In this embodiment, the DCGM tool is installed with the following specific instructions:
dpkg-i datacenter-gpu-manager_1.7.2_amd64.deb
deploying the monitoring index by using the gpu-monitoring-tools, wherein the specific instruction is as follows:
git clone https://gitee.com/JackTpy/gpu-monitoring-tools.git
go env-w GOPROXY=https://goproxy.cn
cd gpu-monitoring-tools/
make binary
make install
dcgm-exporter
vim/etc/systemd/system/dcgm-exporter.service
the following are entered:
[Unit]
Description=dcgm-exporter service
[Service]
User=root
ExecStart=/usr/bin/dcgm-exporter
TimeoutStopSec=10
Restart=on-failure
RestartSec=5
[Install]
WantedBy=multi-user.target
save and exit
systemctl daemon-reload
systemctl enable dcgm-exporter
systemctl start dcgm-exporter
systemctl status dcgm-exporter
Monitoring the CPU by using node _ CPU _ seconds _ total;
finding a subset monitoring memory by using the node _ memory as a prefix;
monitoring the hard disk by using node _ disk _ reads _ completed _ total and node _ disk _ writes _ completed _ total;
monitoring the network card by using node _ network _ receive _ bytes _ total;
prometous is installed, and the specific instructions are as follows:
tar-C/usr/local/-xvf prometheus-2.20.1.linux-amd64.tar.gz
ln-sv/usr/local/prometheus-2.20.1.linux-amd64//usr/local/Prometheu
-s
/usr/local/Prometheus/prometheus--config.file=/usr/local/Prometheus
/prometheus.yml&
the server IP:9090 is a Prometheus monitoring page.
In some embodiments of the present invention, the visual test data output is performed by Grafana, if the GPU test data is normal and no error log is generated in the system, the test is passed, and if the GPU test data is abnormal, the analyzing and positioning of the problem according to the test data includes: installing a Grafana tool, and carrying out visual display on data of the Prometous monitoring system; in the pressure measurement process, each test data index of the GPU is normal, the whole machine has no problems of hang machine, blue screen, dead machine and black screen, system logs and BMC logs have no errors such as fail, error and the like, a hard disk smart is normal, and the bandwidth performance of a network card is normal, and the test is confirmed to be passed; and observing the abnormal indexes of the GPU test data, and taking out the pressure test data of other parts at the same time and a period of time before and after the same time for specific analysis.
In this embodiment, the Grafana visual test data is output, and the specific instruction is as follows:
rpm-ivh grafana-5.4.2-1.x86_64.rpm--force--nodeps
systemctl daemon-reload
systemctl start grafana-server.service
systemctl enable grafana-server.service
and 3000 is a Grafana page at the server IP, and the default of the user name and the password is admin.
If the GPU test data is normal and no error log is generated in the system, the test is passed, and the method comprises the following steps:
in the pressure measurement process, the whole machine has no problems of hang machine, blue screen, dead machine and black screen;
each GPU test data index of the Grafana page is within a normal range, and other parts are monitored normally;
collecting system logs and BMC logs, wherein the specific instructions are as follows:
ipmitool sel elist>/root/GPU_stress_log/sel.log
cat/var/log/messages>/root/GPU_stress_log/messages
cat/var/log/dmesg>/root/GPU_stress_log/dmesg
cat/var/log/mcelog>/root/GPU_stress_log/mcelog
and if no error information such as fail, error and the like appears in the log, the test is passed.
If the GPU test data is abnormal, analyzing and positioning the problems according to the test data, wherein the method comprises the following steps:
the abnormal indexes of the GPU test data are observed, the pressure test data of other components at the same moment and a period of time before and after the same moment are taken out for specific analysis, longitudinal comparison is facilitated, the components influence the stability of the GPU at the moment or in the period, positioning analysis of problems is facilitated, and ideas are provided for solving practical problems.
In view of the foregoing, a second aspect of the embodiments of the present invention provides a Prometheus-based GPU interaction testing apparatus.
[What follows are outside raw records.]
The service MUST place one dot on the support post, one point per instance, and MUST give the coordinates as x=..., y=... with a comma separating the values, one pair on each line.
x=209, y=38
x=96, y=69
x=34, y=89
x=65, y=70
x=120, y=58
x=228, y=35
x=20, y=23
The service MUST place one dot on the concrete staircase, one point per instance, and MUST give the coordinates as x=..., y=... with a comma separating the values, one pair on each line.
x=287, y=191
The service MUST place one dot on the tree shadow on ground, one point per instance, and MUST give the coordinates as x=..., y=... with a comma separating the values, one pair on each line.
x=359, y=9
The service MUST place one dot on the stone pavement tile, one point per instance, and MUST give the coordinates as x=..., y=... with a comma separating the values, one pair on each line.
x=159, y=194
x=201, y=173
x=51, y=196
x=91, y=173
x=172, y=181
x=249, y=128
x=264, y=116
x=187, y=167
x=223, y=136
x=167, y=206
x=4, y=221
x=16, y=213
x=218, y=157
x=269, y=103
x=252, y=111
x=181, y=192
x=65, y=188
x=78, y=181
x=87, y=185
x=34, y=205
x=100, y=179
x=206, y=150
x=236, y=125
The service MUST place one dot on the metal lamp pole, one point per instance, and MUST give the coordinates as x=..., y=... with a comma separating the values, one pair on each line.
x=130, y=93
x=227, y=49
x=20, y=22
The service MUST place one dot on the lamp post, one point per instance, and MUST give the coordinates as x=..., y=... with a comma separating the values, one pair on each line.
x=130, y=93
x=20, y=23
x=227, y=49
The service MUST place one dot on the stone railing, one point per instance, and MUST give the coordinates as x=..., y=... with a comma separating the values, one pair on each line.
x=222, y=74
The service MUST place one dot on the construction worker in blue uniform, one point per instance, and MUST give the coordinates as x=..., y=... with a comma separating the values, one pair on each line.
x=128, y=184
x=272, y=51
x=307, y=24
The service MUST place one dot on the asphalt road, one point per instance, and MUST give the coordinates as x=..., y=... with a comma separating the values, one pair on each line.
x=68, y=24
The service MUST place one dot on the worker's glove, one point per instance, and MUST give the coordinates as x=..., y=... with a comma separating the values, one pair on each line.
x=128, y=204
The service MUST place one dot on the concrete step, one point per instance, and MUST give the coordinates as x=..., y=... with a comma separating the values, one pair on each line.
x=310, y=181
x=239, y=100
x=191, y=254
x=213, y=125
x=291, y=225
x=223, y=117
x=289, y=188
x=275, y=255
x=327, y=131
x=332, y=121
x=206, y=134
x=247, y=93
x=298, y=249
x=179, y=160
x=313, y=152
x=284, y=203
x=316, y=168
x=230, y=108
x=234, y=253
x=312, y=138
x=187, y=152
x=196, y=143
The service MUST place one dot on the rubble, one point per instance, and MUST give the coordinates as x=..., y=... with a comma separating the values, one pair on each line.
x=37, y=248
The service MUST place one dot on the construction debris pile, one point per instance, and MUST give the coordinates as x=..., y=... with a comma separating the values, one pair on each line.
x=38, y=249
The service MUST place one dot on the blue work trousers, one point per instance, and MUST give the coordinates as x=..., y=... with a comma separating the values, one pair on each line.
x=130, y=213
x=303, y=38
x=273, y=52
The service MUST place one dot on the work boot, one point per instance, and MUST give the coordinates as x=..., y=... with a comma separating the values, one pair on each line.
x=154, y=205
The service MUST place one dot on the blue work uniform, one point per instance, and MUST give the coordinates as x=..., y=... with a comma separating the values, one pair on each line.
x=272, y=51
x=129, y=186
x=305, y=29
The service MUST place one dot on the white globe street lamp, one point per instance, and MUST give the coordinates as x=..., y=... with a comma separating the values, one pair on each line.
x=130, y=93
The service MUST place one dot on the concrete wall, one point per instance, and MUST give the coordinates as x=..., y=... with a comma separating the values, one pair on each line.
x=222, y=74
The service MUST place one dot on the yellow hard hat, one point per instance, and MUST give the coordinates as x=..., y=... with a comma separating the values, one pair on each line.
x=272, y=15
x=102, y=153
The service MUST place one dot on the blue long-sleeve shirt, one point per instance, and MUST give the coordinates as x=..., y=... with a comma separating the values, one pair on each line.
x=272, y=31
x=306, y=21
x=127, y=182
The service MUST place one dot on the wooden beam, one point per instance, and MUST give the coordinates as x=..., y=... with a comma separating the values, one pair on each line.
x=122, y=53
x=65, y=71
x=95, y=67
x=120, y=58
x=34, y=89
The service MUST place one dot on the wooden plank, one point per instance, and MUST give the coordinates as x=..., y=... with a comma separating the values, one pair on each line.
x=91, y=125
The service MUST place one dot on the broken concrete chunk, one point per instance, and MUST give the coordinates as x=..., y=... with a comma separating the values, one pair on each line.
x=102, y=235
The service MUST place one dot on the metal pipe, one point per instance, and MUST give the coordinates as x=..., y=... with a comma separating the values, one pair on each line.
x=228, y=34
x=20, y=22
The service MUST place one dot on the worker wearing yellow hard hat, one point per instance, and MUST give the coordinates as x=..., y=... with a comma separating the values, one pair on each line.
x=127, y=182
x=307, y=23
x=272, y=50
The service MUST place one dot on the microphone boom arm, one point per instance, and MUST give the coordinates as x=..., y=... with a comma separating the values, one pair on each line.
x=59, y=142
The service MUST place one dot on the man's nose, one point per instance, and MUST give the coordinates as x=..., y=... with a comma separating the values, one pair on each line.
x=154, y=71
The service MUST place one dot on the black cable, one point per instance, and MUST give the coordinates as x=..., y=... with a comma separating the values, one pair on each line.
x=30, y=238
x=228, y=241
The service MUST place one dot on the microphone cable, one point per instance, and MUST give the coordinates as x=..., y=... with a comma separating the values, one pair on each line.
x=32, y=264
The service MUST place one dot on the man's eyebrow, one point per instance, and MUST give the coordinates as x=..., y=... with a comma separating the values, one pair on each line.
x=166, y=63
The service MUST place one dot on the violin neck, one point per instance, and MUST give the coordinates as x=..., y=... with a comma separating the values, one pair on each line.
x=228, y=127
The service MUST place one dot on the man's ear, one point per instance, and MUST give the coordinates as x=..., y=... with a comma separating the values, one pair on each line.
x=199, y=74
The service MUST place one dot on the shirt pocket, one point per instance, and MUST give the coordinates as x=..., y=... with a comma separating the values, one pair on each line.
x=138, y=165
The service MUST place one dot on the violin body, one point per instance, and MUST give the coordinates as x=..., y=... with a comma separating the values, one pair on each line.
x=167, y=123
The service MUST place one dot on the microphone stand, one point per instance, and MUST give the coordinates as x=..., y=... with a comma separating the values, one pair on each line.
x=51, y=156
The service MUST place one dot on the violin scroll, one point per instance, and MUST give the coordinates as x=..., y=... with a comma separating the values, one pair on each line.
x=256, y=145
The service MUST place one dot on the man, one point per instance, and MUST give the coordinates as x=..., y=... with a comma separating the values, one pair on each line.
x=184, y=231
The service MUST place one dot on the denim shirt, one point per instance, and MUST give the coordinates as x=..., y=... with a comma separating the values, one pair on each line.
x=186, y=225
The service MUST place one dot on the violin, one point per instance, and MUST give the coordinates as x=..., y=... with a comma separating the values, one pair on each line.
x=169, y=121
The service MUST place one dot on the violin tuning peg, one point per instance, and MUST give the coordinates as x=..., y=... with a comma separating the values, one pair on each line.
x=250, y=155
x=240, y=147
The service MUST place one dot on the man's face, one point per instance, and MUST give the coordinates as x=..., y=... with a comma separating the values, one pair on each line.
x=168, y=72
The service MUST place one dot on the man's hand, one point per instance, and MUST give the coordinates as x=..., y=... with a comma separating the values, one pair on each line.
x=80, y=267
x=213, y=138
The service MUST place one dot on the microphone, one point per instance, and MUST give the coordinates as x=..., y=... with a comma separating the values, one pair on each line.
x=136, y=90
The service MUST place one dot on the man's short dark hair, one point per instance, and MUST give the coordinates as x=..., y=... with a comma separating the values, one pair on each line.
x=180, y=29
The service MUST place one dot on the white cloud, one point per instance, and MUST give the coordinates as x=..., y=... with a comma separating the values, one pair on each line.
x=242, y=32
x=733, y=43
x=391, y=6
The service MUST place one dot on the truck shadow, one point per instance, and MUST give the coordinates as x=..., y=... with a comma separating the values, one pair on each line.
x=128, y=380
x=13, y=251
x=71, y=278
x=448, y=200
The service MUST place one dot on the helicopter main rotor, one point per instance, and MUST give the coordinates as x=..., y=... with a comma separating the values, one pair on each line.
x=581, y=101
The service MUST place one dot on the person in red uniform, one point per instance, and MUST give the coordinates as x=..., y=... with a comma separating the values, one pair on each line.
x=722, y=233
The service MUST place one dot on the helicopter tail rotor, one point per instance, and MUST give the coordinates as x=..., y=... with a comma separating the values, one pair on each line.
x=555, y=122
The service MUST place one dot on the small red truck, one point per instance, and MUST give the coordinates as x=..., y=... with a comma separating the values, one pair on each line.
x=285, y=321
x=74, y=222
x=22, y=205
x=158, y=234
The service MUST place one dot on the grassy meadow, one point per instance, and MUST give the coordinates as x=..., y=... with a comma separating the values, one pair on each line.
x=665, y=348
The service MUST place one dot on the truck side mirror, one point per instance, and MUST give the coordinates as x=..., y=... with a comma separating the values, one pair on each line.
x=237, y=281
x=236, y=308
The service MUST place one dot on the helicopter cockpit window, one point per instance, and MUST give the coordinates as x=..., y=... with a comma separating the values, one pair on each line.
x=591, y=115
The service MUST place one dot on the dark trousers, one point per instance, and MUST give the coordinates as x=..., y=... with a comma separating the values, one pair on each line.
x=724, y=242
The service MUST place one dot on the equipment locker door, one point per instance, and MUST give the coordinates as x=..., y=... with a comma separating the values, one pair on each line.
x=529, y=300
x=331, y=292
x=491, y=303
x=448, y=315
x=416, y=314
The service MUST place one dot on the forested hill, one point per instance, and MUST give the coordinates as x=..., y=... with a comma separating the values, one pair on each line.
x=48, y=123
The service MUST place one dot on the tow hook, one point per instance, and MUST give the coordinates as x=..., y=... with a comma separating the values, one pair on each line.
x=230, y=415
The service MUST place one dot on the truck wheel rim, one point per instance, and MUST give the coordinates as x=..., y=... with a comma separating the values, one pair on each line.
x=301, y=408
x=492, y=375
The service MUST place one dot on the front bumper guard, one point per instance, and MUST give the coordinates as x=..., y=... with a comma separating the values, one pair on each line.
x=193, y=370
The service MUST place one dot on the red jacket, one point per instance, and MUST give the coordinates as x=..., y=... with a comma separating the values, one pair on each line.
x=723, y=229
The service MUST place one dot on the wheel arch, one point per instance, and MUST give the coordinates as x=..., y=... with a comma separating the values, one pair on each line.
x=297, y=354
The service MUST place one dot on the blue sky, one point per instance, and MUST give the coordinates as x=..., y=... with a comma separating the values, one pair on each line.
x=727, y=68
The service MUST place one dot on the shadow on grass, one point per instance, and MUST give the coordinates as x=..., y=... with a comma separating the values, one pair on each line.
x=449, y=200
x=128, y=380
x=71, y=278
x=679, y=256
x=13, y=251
Fig. 2 is a schematic diagram illustrating an embodiment of a Prometheus-based GPU interaction testing apparatus according to the present invention. As shown in fig. 2, the Prometheus-based GPU interaction testing apparatus according to the embodiment of the present invention includes the following components: the test environment configuration unit 011 is used for configuring and detecting a GPU stress test environment; a pressure environment simulation unit 012 configured to simulate a pressure environment of the GPU; a GPU stress test unit 013 configured for GPU stress testing; a Prometheus monitoring unit 014 configured to monitor test index data in a test process; and a test result output unit 015 configured to output a test result and analyze the test result.
In some embodiments of the invention, the test environment configuration unit 011 is further configured to: configuring a GPU pressure test environment, installing a GPU driver and a CUDA, detecting whether GPU identification information is consistent with actual configuration or not, detecting the connection condition of a link if the GPU identification information is inconsistent with the actual configuration, detecting whether the FW version of the GPU is consistent with the FW version required by the test or not, and refreshing the FW version of the GPU if the GPU identification information is inconsistent with the actual configuration.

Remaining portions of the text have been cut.